No dividends this past week.
Quarterly Reports
No quarterly reports this past week.
Portfolio 3
Portfolio 3 for the week ended December 23, 2022: DOWN ![]()
- Microsoft’s (NASD:MSFT) climate innovation fund recently invested in Group14 Technologies, a private company. Group14 claims it makes better batteries for electric vehicles (EV) and energy storage solutions. The company claims its silicon anode material is more efficient than the standard graphite technology, allowing for better ultra fast charging. Microsoft is one of many companies placing bets on companies in the EV sector as the US moves to renewable energy solutions.
- Enghouse Systems (TSX:ENGH) has agreed to purchase cloud-based video technology company Qumu (NASD:QUMU) in an all-cash deal. This should enhance Enghouse’s enterprise video capabilities.
Activity
No significant activity to report this week.
Dividends
Dividends Received this week for the following companies:
Companies followed by DRIP (Dividend Re-Investment Plan) indicate additional shares were purchased with the dividend. Any cash leftover was added to the cash balance.

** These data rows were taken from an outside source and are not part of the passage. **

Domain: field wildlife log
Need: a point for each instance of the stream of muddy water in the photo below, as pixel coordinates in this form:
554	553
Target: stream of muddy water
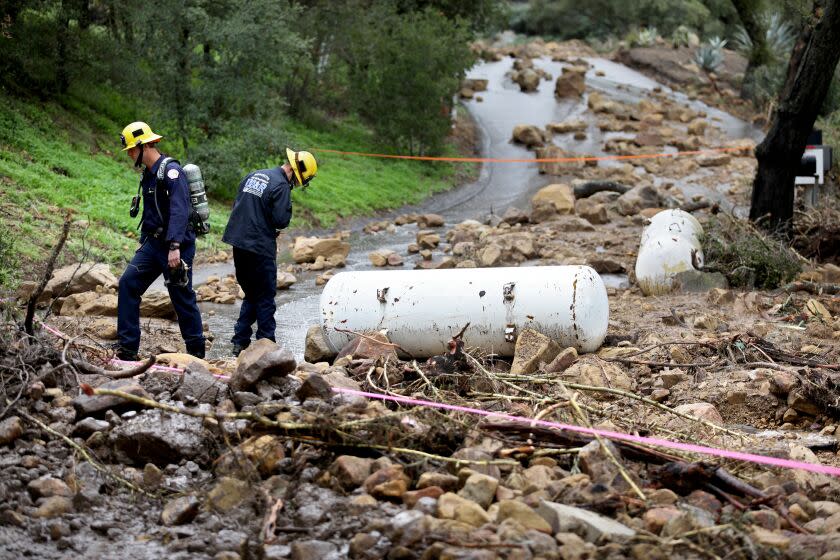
498	186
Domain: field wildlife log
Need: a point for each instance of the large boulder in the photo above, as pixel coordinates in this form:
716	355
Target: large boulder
159	437
264	358
571	83
529	135
308	249
77	278
558	196
636	199
598	373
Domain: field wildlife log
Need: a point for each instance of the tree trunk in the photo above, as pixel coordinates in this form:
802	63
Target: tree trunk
750	13
809	75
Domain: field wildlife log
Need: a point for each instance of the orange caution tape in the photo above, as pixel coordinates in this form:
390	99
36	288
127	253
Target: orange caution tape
535	160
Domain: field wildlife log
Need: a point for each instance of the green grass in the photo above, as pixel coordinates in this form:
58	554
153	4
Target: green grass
64	155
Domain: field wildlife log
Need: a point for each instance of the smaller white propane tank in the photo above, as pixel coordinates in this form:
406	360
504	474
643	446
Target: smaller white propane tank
669	245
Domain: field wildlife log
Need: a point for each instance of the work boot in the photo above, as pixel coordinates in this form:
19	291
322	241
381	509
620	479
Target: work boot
197	351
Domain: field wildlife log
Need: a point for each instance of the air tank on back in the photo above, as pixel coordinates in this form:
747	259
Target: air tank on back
422	309
198	198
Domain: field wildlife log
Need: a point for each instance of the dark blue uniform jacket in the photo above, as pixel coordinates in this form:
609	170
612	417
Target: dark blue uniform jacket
263	206
173	200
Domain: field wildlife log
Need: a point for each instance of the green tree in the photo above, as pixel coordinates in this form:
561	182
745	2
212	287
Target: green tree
405	68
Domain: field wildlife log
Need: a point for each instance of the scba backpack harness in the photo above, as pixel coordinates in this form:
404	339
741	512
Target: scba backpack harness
199	220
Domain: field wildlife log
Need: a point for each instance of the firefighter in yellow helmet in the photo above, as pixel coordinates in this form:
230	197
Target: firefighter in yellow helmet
167	244
263	207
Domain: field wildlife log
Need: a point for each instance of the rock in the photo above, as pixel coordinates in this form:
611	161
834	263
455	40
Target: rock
770	538
370	347
702	411
606	266
565	127
89	304
529	135
11	428
228	493
814	308
311	549
97	404
697	127
522	514
490	255
262	453
636	199
317	348
513	216
797	401
78	278
106	329
480	489
591	371
444	480
563	360
179	511
199	385
262	359
655	519
693	281
712	160
387	483
159	437
452	506
592	211
587	524
285	280
48	486
308	249
527	79
88	426
570	83
53	507
427	239
558	196
532	349
596	463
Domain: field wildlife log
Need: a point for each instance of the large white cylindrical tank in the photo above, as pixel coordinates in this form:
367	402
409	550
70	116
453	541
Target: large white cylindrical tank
423	309
670	245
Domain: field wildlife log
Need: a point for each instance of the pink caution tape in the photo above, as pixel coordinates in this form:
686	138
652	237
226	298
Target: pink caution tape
725	453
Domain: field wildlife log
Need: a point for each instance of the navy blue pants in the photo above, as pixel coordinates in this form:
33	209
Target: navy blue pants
257	276
149	262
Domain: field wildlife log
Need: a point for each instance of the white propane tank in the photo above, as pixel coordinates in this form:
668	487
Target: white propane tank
423	309
670	245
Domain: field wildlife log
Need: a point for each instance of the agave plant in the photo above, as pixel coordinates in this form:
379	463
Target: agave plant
780	37
647	37
709	57
681	37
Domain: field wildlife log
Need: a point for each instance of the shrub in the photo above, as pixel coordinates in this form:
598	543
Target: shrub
748	258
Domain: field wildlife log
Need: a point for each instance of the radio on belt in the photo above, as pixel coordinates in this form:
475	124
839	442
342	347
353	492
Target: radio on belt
815	162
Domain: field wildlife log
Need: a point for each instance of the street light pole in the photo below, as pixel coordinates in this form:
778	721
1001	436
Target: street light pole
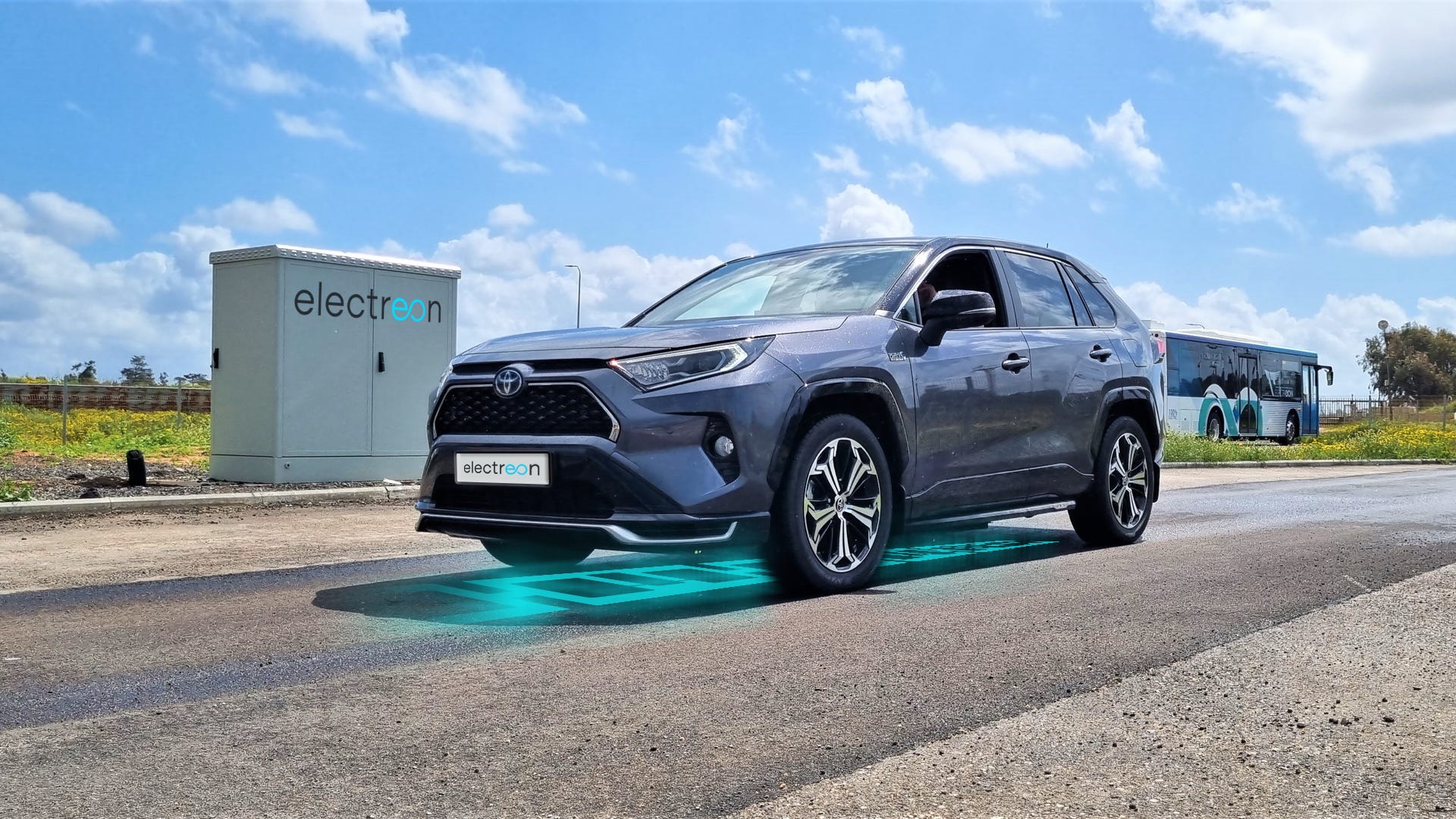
579	293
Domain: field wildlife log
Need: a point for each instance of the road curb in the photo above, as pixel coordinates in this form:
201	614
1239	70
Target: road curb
1260	464
85	506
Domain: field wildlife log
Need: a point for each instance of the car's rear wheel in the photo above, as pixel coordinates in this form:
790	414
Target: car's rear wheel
1116	509
833	510
536	554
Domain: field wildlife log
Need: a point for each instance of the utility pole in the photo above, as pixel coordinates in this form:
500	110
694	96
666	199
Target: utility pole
579	293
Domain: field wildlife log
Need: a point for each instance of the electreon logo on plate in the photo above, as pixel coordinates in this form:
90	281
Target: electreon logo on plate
357	306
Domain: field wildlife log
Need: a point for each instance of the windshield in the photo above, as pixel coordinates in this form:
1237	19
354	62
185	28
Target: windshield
830	280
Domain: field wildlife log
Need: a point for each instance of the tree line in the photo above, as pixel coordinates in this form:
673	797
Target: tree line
136	373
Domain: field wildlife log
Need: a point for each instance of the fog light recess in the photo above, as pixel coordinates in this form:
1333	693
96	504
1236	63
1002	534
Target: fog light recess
721	449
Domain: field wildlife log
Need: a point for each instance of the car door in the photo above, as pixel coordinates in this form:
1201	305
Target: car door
970	397
1072	362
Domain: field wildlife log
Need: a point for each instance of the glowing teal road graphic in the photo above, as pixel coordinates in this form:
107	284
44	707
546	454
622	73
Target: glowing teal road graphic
517	596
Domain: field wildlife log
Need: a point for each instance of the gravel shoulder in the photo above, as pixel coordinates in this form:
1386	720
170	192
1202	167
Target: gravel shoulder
1346	711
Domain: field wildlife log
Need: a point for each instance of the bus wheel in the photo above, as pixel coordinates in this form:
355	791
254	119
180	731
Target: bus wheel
1291	430
1213	430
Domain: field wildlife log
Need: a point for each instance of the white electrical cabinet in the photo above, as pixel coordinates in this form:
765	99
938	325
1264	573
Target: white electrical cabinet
324	363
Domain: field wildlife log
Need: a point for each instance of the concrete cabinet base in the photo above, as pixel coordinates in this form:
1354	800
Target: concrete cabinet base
324	363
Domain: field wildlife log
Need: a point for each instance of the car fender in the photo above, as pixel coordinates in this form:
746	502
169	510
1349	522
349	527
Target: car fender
794	419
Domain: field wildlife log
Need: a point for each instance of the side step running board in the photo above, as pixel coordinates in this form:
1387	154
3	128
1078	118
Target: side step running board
999	515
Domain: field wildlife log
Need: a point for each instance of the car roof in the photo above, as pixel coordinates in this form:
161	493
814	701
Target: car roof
941	242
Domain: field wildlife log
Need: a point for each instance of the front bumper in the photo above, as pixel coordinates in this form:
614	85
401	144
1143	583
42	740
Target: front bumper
651	488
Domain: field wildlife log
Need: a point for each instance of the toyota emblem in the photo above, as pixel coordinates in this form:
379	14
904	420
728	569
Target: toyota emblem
509	382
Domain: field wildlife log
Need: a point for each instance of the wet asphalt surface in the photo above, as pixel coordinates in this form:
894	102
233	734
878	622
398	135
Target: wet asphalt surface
642	684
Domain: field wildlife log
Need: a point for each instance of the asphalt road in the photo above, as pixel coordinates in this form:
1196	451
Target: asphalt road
642	686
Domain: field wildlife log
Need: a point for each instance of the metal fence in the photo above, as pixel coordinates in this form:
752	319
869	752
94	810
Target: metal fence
1429	409
107	397
67	397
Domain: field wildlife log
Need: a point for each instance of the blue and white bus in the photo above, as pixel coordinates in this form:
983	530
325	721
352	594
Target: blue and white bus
1228	385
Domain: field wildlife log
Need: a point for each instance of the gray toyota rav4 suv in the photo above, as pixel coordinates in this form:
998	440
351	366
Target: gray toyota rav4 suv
813	403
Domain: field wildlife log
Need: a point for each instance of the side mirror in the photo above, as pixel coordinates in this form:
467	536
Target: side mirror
956	309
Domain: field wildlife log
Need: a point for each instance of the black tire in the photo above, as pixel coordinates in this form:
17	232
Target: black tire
536	554
807	488
1291	430
1104	513
1213	428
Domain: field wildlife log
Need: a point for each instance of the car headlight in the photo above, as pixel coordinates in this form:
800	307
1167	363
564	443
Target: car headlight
677	366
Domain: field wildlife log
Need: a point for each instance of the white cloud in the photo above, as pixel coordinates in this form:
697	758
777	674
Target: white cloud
913	175
1335	331
1367	74
1126	136
510	218
350	25
726	153
1430	238
57	308
479	98
64	221
859	213
968	152
261	77
615	174
261	218
1367	172
1245	206
522	167
845	161
519	283
302	127
874	46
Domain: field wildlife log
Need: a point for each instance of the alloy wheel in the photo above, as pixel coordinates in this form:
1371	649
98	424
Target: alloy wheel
1128	480
842	504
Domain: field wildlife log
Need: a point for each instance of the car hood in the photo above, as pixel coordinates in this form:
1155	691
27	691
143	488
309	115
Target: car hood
603	343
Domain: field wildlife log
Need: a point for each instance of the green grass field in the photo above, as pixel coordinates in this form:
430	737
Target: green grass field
1351	442
96	433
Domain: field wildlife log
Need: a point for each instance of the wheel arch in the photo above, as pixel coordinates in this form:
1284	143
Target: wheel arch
868	400
1136	403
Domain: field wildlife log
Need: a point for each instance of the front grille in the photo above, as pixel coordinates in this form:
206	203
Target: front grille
538	410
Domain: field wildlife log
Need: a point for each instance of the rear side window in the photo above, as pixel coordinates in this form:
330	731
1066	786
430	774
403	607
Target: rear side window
1103	312
1044	299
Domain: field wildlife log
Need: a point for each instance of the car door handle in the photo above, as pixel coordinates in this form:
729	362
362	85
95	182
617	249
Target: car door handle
1015	363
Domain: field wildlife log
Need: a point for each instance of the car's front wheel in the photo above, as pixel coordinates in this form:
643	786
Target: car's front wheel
536	554
833	510
1116	509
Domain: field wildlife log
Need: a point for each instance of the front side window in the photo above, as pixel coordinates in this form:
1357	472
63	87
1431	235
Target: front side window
827	280
1044	299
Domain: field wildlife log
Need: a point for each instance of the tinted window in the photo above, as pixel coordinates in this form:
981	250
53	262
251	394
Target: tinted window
840	280
1076	302
1103	312
1043	297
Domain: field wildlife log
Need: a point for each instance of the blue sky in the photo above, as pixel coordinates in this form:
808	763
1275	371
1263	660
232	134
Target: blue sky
1280	169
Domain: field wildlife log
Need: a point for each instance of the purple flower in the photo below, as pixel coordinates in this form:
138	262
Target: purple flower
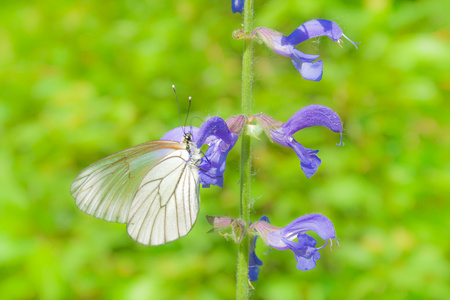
215	133
254	263
304	249
285	45
312	115
237	6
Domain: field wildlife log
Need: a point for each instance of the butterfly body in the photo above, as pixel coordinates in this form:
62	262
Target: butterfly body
152	187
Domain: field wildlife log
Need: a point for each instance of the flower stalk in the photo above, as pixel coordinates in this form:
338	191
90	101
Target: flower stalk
242	286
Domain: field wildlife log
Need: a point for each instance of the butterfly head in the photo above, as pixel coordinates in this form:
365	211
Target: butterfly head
187	137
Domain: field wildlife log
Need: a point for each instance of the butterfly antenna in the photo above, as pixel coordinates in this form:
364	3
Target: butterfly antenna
178	106
189	108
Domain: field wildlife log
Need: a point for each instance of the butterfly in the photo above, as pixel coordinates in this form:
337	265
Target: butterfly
152	187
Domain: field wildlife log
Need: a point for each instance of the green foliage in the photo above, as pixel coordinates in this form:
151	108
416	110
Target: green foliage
83	79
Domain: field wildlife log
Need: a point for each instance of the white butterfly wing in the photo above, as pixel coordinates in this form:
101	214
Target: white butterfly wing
106	188
167	201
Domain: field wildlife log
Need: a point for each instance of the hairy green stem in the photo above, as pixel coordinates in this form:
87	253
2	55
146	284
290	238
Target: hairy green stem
242	286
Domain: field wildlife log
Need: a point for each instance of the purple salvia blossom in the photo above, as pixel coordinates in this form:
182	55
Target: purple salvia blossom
312	115
254	263
215	133
237	6
285	45
305	250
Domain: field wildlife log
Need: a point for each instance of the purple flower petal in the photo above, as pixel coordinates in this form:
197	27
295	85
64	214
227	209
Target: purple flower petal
312	222
304	249
212	164
285	45
254	263
308	70
305	252
215	133
312	115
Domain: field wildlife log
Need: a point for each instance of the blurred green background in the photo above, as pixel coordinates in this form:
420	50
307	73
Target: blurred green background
80	80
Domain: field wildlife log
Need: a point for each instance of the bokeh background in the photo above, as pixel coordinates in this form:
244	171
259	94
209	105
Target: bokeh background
80	80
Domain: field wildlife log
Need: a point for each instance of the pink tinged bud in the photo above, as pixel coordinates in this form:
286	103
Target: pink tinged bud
219	223
273	39
238	229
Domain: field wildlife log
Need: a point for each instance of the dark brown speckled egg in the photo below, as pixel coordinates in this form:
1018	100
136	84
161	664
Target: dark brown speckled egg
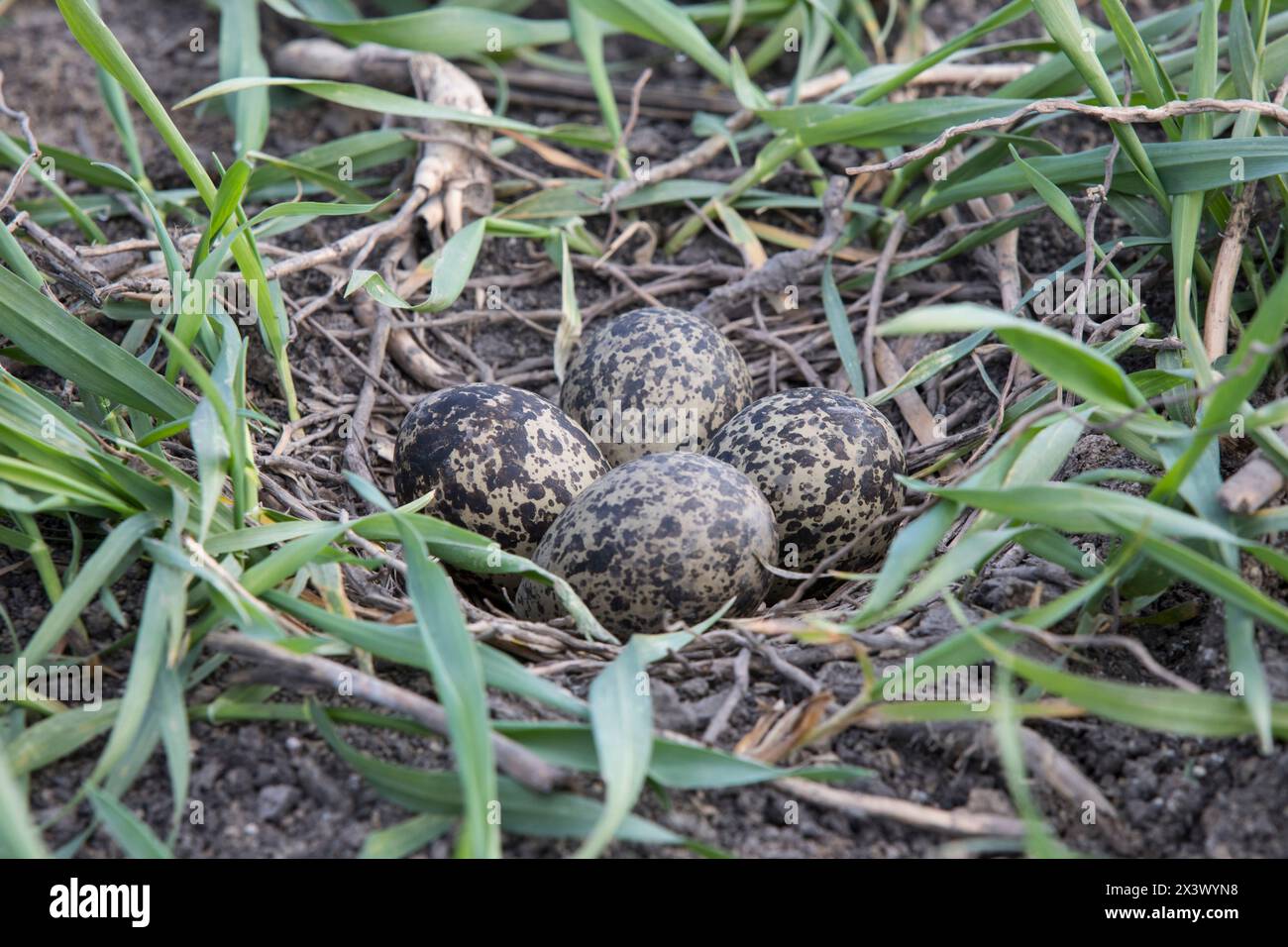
827	464
501	462
666	538
652	381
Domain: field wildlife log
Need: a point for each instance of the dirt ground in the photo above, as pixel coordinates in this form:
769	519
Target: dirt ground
275	789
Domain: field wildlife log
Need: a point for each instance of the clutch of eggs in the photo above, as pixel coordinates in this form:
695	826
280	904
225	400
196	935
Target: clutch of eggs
708	486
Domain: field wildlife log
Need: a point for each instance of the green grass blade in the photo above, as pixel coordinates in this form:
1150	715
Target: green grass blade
129	831
18	835
452	660
240	55
621	712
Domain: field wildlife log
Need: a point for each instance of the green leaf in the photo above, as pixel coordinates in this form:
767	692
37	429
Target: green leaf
240	55
452	660
116	549
129	831
621	714
557	814
838	324
1081	368
18	835
404	838
1153	707
451	31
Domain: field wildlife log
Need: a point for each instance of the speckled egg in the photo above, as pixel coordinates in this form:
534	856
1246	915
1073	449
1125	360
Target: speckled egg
652	381
502	462
666	538
827	464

No dividends this past week.
Quarterly Reports
No quarterly reports this past week.
As expected, the US Federal Reserve (Fed) did indeed ease off the gas pedal of higher interest rates, however slightly. In an effort to keep a recession at bay while reigning in inflation, the Fed announced an increase of 0.5% to the US benchmark interest rate, bringing the interest rate to 4.25%. Considering the previous four increases were 0.75%, a 0.5% increase was a relief. Another hike for sure, but at least its lower than the previous four increases. The Fed also stated it was no longer “as important how fast we go” indicating additional increases but not as big as recent increases.